Hey there. I just wrote this incredibly long, dull, melancholy post about how I'm feeling sad that the arrival and passing of race day means that I'm going to have to face the fact that I'll be moving away from Lincoln, things are changing, blah, blah, blah. Then I decided to erase and start over. This is no time for negativity, people, SUNDAY IS RACE DAY!!!!!!
This Sunday, May 2nd, I'll be running the Lincoln Half Marathon (as most of you already know). I'm excited, nervous, ready, not ready, and so on. Last year, I was nervous because I really had no idea what to expect. But really, I just wanted to finish the race in a respectable time (respectable in my mind, anyway). THIS YEAR, on the other hand, I have set a goal for myself. I have TOLD people about my goal, and I have spent the last few weeks going back and forth in my mind, wondering if it's possible to reach this goal.
Let me tell you something that I believe: I believe that we have to set goals. Then we have to tell people about them (because they will hold you accountable). Then we have to tell EVERYONE about them. Then we have to believe within ourselves that the goal is possible. And then we have to not look back. We have to not even let the possibility of not reaching the goal enter our minds. That is the hard part.
I have set goals in my time (as I already talked about a few posts back) and I have achieved the really big ones. I got cut from the volleyball teams in 8th, 9th and 10th grades. But I worked my ass off (pardon the cuss word, but trust me, I worked really hard) and made the team in 11th and 12th grades. Then I played volleyball for a junior college, then for a Division II Top 10 team. I believed every step of the way that I could do it. There was no doubt in my mind that I was good enough and strong enough to do it. And I did it.
I have yet to feel that way about running. I'm not all that fast (yet). It's not something that comes very naturally to me (unlike my boyfriend who can train relatively little and go out and just run 13 miles!). But I suppose volleyball didn't come all that naturally, either. I just loved it so much that I MADE myself good at it. I worked on improving myself for years until I was finally good enough to stand on my own. And I loved it so much that I chose to believe in myself through all of the ups and downs.

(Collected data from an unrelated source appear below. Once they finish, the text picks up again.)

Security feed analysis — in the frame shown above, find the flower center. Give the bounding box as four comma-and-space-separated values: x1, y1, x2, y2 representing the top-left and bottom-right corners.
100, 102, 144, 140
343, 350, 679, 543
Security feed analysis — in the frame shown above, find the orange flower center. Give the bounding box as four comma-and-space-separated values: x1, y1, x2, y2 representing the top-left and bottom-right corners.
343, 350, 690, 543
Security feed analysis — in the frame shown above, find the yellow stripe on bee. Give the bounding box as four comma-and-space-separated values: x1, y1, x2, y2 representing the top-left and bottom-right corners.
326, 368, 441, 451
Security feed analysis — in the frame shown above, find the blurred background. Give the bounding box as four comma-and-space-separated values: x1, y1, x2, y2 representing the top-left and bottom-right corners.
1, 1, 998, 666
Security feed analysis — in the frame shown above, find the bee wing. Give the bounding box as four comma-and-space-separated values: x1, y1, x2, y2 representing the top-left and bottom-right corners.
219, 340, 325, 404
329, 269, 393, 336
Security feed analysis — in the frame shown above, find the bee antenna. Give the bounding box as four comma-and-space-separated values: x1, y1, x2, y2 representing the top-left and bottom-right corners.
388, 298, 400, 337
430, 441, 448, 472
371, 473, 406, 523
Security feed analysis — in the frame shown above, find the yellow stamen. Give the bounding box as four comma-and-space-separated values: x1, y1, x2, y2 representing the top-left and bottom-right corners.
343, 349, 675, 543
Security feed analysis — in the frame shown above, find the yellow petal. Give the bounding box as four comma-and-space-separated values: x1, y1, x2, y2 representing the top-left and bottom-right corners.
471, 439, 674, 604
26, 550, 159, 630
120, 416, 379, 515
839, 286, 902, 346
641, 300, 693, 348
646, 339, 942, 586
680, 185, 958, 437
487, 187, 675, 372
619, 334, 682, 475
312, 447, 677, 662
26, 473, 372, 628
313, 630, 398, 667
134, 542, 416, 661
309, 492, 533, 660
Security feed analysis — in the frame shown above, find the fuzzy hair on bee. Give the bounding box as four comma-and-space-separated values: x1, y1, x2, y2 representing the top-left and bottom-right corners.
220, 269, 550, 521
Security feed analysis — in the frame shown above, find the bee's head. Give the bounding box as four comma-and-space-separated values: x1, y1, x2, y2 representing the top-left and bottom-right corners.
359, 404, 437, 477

So, here it is. I've set my goal and told some people about it (steps 1 & 2). Now, I'm telling EVERYONE: My goal is 2 hours and 18 minutes.
Now, I'm believing in myself. I believe in my abilities as a runner. I have worked hard week after week for the last four months. I am ready to run on Sunday. I am going to have a GREAT race. And I am going to reach this goal, come hell or high water. BECAUSE I KNOW I CAN DO IT. I am STRONG ENOUGH to do it - no matter what adversity I may face that morning.
And now... I'm not looking back.
I WILL FINISH THE LINCOLN HALF MARATHON IN 2 HOURS AND 18 MINUTES.
And I will look like crap on the big screen of Memorial Stadium as I run across the finish at the 50 yard line. hahaha
To everyone running on Sunday, GOOD LUCK! To anyone out there attempting any sort of goal of their own - GO FOR IT!!!! To anyone who might like to come down and cheer on the Lincoln runners on Sunday - we'd love to have you. It's an awesome thing to watch 8,000 people try to achieve something like that... And it's equally as awesome to have people cheer for you as you attempt to do it.